Surrounded by eight peaks and suspended high in the mountains, Koya-san’s 117 temples evoke a spiritual experience like none other.
A walk in the woods
In 816 AD, a monk named Kukai wandered into the thickly forested slopes of Mount Koya (Koya-san) in Japan’s Wakayama Prefecture in hope of finding a suitable site to build a base for his newly founded Shingon sect of Esoteric Buddhism. He chose an 800m-deep valley surrounded by eight peaks, whose ridges resemble the petals of an eight-petaled lotus blossom. Twelve centuries and 117 temples later, Kukai’s spiritual wooded wonderland is a Unesco World Heritage site and one of Japan’s most sacred destinations – a place where the wafting aroma of incense, the chanting of shaved-head monks and the primeval air of forested cemeteries creates a spiritual experience like none other.
Worshipping the natural world
Today, Koya-san is part of the sacred pilgrimage routes known as the Kumano Kodo, whose towering cedar and cypress forests, crashing waterfalls and temple-studded peaks appear to be suspended among the clouds in certain places. This 307km network of moss-covered stones and earthen trails, which connect the three great Kumano shrines to Koya-san, attracts roughly 15 million visitors a year and reflects the ancient Japanese belief of worshipping nature.

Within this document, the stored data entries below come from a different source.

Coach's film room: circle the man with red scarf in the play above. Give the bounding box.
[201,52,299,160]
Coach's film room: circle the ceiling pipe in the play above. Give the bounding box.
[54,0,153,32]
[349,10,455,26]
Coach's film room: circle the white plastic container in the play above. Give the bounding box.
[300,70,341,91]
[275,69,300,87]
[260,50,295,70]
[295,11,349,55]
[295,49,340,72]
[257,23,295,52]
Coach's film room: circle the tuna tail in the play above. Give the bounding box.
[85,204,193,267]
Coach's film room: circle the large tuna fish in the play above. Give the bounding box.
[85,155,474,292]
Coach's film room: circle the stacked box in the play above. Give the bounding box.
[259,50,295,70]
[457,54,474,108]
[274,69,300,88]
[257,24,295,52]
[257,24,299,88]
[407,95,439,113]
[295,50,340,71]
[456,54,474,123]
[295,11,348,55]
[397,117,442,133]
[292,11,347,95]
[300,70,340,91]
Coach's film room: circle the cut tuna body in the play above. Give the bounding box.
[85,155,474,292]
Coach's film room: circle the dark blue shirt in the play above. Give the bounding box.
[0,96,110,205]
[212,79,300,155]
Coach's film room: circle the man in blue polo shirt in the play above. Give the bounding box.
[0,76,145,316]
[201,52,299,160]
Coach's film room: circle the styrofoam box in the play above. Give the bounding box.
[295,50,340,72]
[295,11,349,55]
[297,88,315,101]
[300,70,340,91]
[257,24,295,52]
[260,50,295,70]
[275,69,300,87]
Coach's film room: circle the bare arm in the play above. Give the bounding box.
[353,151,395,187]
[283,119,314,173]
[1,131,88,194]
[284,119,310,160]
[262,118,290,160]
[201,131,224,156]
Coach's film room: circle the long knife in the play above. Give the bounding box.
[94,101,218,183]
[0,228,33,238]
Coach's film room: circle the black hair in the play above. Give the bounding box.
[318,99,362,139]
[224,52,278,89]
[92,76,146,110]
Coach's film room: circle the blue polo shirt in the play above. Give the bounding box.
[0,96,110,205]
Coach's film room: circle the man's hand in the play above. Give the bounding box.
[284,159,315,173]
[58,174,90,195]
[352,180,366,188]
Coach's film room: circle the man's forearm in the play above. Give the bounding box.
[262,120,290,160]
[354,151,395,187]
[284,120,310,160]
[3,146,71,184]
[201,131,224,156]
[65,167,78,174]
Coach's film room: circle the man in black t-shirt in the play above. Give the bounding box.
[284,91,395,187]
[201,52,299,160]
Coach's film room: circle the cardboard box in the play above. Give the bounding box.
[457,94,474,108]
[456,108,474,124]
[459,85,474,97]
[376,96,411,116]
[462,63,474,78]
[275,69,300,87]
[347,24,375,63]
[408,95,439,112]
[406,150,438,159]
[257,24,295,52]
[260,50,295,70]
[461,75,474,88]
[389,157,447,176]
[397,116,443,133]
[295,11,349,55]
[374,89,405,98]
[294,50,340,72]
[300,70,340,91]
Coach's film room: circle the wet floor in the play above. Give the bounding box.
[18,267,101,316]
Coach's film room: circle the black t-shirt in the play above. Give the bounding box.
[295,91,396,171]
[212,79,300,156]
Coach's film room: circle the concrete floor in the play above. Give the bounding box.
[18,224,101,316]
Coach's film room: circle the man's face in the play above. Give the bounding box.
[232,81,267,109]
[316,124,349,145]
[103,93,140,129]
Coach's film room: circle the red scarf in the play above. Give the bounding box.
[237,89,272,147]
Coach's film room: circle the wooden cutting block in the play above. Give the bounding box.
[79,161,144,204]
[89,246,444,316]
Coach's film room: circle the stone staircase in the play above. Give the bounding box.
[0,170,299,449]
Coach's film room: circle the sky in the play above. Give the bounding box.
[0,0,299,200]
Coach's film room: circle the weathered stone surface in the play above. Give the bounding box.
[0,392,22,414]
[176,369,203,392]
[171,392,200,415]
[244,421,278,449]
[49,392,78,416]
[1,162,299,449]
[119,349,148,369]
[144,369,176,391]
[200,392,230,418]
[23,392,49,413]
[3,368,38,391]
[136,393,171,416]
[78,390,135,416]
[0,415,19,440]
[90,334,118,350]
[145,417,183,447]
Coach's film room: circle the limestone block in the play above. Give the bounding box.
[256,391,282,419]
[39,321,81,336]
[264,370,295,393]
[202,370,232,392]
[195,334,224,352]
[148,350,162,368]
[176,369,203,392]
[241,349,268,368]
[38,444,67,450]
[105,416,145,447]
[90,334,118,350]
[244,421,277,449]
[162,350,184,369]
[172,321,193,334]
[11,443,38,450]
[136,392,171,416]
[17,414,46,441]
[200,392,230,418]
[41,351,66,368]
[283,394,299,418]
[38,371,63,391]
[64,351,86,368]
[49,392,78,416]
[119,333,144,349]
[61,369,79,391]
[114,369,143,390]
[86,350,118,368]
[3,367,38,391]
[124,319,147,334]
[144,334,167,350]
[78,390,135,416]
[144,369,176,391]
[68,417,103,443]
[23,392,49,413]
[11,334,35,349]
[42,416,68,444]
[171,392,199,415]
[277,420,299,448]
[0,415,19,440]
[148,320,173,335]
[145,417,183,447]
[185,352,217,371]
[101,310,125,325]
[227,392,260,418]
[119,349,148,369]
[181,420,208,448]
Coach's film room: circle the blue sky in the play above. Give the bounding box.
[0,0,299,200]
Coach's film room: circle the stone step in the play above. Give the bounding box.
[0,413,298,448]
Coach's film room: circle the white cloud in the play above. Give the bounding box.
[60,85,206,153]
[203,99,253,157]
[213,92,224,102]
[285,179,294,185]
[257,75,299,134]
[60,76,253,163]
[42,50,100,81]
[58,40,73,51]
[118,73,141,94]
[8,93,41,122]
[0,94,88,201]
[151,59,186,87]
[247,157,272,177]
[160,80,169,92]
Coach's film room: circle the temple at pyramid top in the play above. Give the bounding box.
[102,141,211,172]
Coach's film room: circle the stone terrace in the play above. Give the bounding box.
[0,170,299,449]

In the Japanese religion of Shintoism, forests and rocks can be inhabited by the spirits of gods (kami) and every element of nature is considered divine.
Of the 117 temples scattered throughout Koya-san, some 50 of which serve as shukubo inns where guests can spend the night, meditate and commune with monks. And more than 1,200 years after Kukai (posthumously known as Kobo Daishi) first ventured into Koya-san’s secluded slopes, his spirit is believed to reside here in eternal meditation.